[llvm-dev] Writing loop transformations on the right representation is more productive

Renato Golin via llvm-dev llvm-dev at lists.llvm.org
Sun Jan 26 05:46:56 PST 2020


On Sun, 26 Jan 2020 at 02:06, Michael Kruse <llvmdev at meinersbur.de> wrote:
> A language where most instructions can access any memory is arguable
> harder to optimize than a language where only a selected set of
> instructions can do that. But the metadata describing what memory an
> instruction can access is not frond-end specific.
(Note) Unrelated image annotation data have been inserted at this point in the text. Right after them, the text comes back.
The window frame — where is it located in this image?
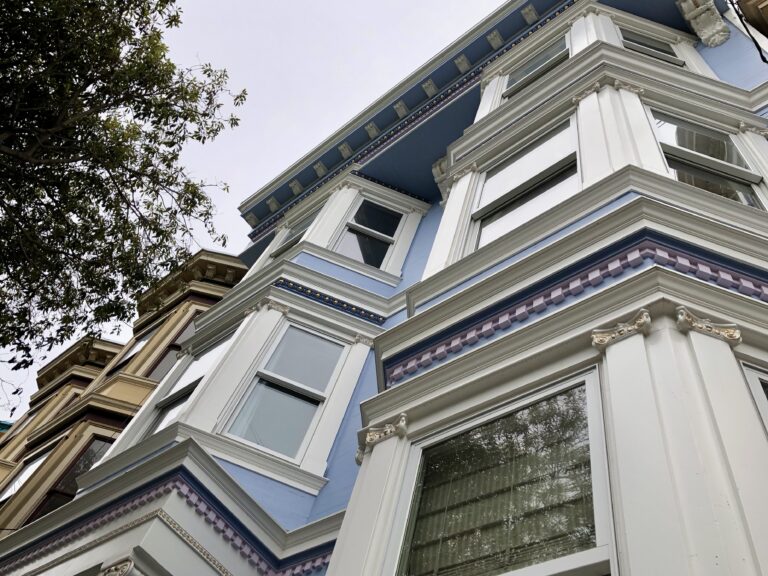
[331,193,408,272]
[465,116,582,255]
[645,105,768,210]
[216,318,352,467]
[741,362,768,434]
[382,366,615,576]
[616,24,688,69]
[501,33,571,101]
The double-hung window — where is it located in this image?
[653,110,761,208]
[398,379,610,576]
[472,122,580,248]
[228,325,345,458]
[144,339,229,438]
[504,36,568,98]
[336,199,405,269]
[743,365,768,428]
[620,28,685,67]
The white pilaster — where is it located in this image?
[592,320,692,576]
[475,75,506,122]
[180,306,283,432]
[688,331,768,574]
[576,83,666,187]
[302,342,371,476]
[646,317,759,576]
[422,172,480,279]
[570,11,622,56]
[304,186,358,248]
[328,435,409,576]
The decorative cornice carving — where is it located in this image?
[355,413,408,464]
[739,122,768,138]
[676,0,731,48]
[592,308,651,352]
[613,80,645,96]
[257,298,291,316]
[355,334,373,348]
[571,82,603,104]
[99,558,133,576]
[675,306,741,347]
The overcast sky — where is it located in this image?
[0,0,504,419]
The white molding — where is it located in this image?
[408,166,768,320]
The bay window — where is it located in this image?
[652,110,762,208]
[228,325,345,458]
[336,200,404,268]
[398,379,609,576]
[619,28,685,67]
[472,122,580,248]
[504,36,568,98]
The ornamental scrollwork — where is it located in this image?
[675,306,741,347]
[99,558,133,576]
[355,414,408,465]
[592,308,651,352]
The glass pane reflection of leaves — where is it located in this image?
[401,386,595,576]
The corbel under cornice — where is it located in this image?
[592,308,651,352]
[675,306,741,348]
[355,413,408,465]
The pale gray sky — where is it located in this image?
[0,0,504,419]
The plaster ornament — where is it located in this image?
[355,413,408,465]
[675,306,741,347]
[676,0,731,48]
[592,308,651,352]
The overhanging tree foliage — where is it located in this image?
[0,0,245,368]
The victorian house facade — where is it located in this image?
[0,0,768,576]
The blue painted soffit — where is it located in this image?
[241,0,726,245]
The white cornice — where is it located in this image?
[361,267,768,428]
[446,42,768,178]
[408,166,768,320]
[9,433,343,559]
[238,2,544,213]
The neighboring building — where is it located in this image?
[0,0,768,576]
[0,251,246,549]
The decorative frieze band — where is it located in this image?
[675,306,741,347]
[0,475,331,576]
[592,308,651,352]
[384,234,768,388]
[355,414,408,464]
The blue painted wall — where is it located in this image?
[696,21,768,90]
[308,351,378,522]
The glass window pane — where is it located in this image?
[668,159,759,208]
[229,380,317,457]
[480,124,576,207]
[478,166,579,248]
[401,386,595,576]
[148,349,178,382]
[164,338,229,398]
[621,28,677,57]
[0,451,51,503]
[266,326,343,390]
[507,36,568,88]
[354,200,403,236]
[653,112,749,168]
[336,228,390,268]
[55,438,112,498]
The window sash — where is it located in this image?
[399,379,606,576]
[503,36,569,98]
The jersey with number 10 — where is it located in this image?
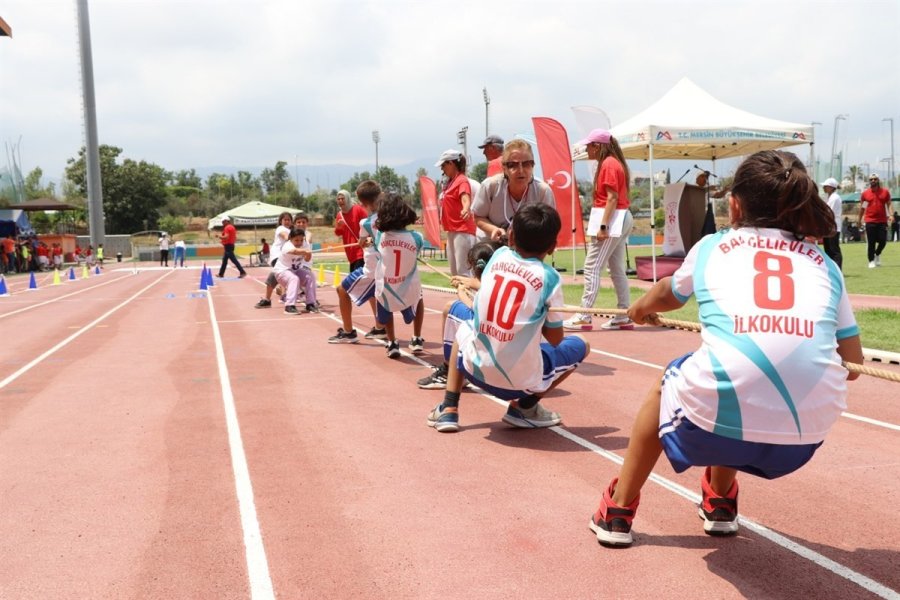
[375,229,425,312]
[456,247,563,392]
[661,228,859,444]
My point is that not all front-ends have the same pace at implementing
new metadata, and the discussion as to what each means in the context
of each language can take a while.


> I think the small selection mostly stems from Polly requiring
> well-formed IR. Very often it could algorithmically optimize a
> problem, but cannot represent the IR in its internal representation: a
> SCoP which is based on ISL's schedule tree representation. The main
> motivation of the proposal is to exactly address this, meaning there
> is no external library that restricts what we can represent.

I see, so this is basically the old proposal of re-writing ISL into
LLVM, but with a more powerful heuristics search.

I'm not against the idea (as I wasn't back then), but this will take a
very long time, and will somewhat compete with current VPlan (engine
to find transformations) and MLIR (extensible IR) efforts.

I'm also not saying there is a clear and trivial path from VPlan and
MLIR towards your proposal. There may be many hurdles, some even
impractical, so I'm not strongly proposing it either.

But I'd like to explore all the options before starting yet-another
effort to make high-level parallelisation more tractable.